Wednesday, March 2, 2011

Cultural Specificity at CLUES

CLUES attempts to bridge the cultural gap between mainstream public school education and Latino immigrants. It takes place in an English-Spanish bilingual school on the West Side, a largely Latino neighborhood. CLUES facilitates what in Spanish I think would be called "capacitaciones," capacity-building workshops. Last week someone from the local branch of the Saint Paul public Library talked to the parents about Spanish and English opportunities and resources, and this week a woman from La Clinica, a sliding-scale clinic serving primarily lower-income Latino families located in the West Side, came to speak about reproductive health, La Clinica and other health resources. All of these meetings are conducted in Spanish. That part of the program is explicitly intended to introduce Latino parents to resources and methods of parenting that will make their children more successful in this school system. While it is respectful of the parents' backgrounds (I believe the majority of them are originally from Mexico and Central America), it does not celebrate their culture so much as attempt to mediate and facilitate its intersection with mainstream United States institutional culture.

This approach is definitely committed to working within the system, rather than attempting to address underlying systems that cause students from Latino families to be less prepared for school, such as the parents’ job instability or lower earning potential (many parents are seasonal workers) in the exosystem, or larger political and cultural processes in the macrosystem. But in the work that it does to integrate Latino families into the school culture, albeit without much celebration of family culture, the program acknowledges a more immediate need than ones that could be addressed on the policy level; kids are not going to do as well in school if their parents have unstable employment, are unaware of access to affordable healthcare, or do not know how to use the free resources offered by the public library.

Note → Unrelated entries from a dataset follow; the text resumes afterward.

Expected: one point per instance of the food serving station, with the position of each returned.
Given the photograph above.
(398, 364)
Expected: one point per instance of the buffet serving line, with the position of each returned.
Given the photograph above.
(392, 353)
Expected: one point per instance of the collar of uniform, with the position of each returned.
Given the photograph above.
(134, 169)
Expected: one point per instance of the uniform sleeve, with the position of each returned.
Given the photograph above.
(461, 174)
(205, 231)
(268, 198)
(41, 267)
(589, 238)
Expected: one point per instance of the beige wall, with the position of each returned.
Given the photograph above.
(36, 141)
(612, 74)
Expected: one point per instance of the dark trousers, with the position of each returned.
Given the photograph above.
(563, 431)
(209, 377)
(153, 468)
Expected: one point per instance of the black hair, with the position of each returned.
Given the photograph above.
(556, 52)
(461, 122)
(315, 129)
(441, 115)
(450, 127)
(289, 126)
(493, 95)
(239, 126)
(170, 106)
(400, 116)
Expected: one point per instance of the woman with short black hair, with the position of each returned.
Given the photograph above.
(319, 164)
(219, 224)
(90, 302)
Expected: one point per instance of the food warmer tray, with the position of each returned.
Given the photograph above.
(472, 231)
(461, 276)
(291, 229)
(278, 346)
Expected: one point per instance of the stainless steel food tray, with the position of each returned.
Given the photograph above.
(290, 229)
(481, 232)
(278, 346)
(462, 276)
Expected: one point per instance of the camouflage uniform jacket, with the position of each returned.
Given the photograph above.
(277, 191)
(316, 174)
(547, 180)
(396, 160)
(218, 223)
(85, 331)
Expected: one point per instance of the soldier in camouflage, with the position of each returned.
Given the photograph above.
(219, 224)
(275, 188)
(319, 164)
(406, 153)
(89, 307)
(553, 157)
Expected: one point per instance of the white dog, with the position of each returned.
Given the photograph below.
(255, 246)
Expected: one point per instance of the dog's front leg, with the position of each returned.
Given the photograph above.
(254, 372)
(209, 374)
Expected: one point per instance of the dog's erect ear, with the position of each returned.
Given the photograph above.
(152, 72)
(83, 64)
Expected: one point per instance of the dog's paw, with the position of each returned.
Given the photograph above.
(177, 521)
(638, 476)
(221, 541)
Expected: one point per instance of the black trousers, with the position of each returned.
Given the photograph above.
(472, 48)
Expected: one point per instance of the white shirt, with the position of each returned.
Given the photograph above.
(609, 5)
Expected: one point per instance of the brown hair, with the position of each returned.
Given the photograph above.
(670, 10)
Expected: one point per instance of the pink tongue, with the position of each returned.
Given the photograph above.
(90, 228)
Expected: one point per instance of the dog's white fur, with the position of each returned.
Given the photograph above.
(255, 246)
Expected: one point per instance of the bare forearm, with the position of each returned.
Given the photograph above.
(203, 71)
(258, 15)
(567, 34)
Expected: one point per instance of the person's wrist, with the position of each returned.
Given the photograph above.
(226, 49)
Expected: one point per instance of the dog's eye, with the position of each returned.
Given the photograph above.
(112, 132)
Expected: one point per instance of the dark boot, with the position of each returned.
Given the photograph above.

I would argue that these are basic connections to be made and relatively unassociated with cultural practices. However, the next week’s theme is discipline, and I think this may implicitly address a cultural difference. While language or socioeconomics may prove to be barriers to the earlier topics, I think that discipline is a highly subjective and culturally informed style of parenting. And while perhaps the behavior of these children, unmitigated by the more dominant behavioral norms, is detrimental to their social relationships and ability to learn in the classroom, teaching parents how to discipline their kids necessarily privileges one culturally bound style over another. Perhaps this is what children need to succeed in the context they are given, but I think it needs to be interrogated more extensively.

My job is to provide childcare for the children while their parents participate in these workshops, and often discipline creates conflict. For example, last week, a 5-year-old boy was kicking some other children, and when reprimanded, dissolved into tears. His older siblings rushed to comfort him and his father even left the adult meeting to intervene. While childcare generally necessitate deferring to the parents’ preferred style of discipline, I felt this may have been an interaction informed by our different cultural experiences. I am eagerly anticipating the next session to see how the more theoretical topic navigates culture.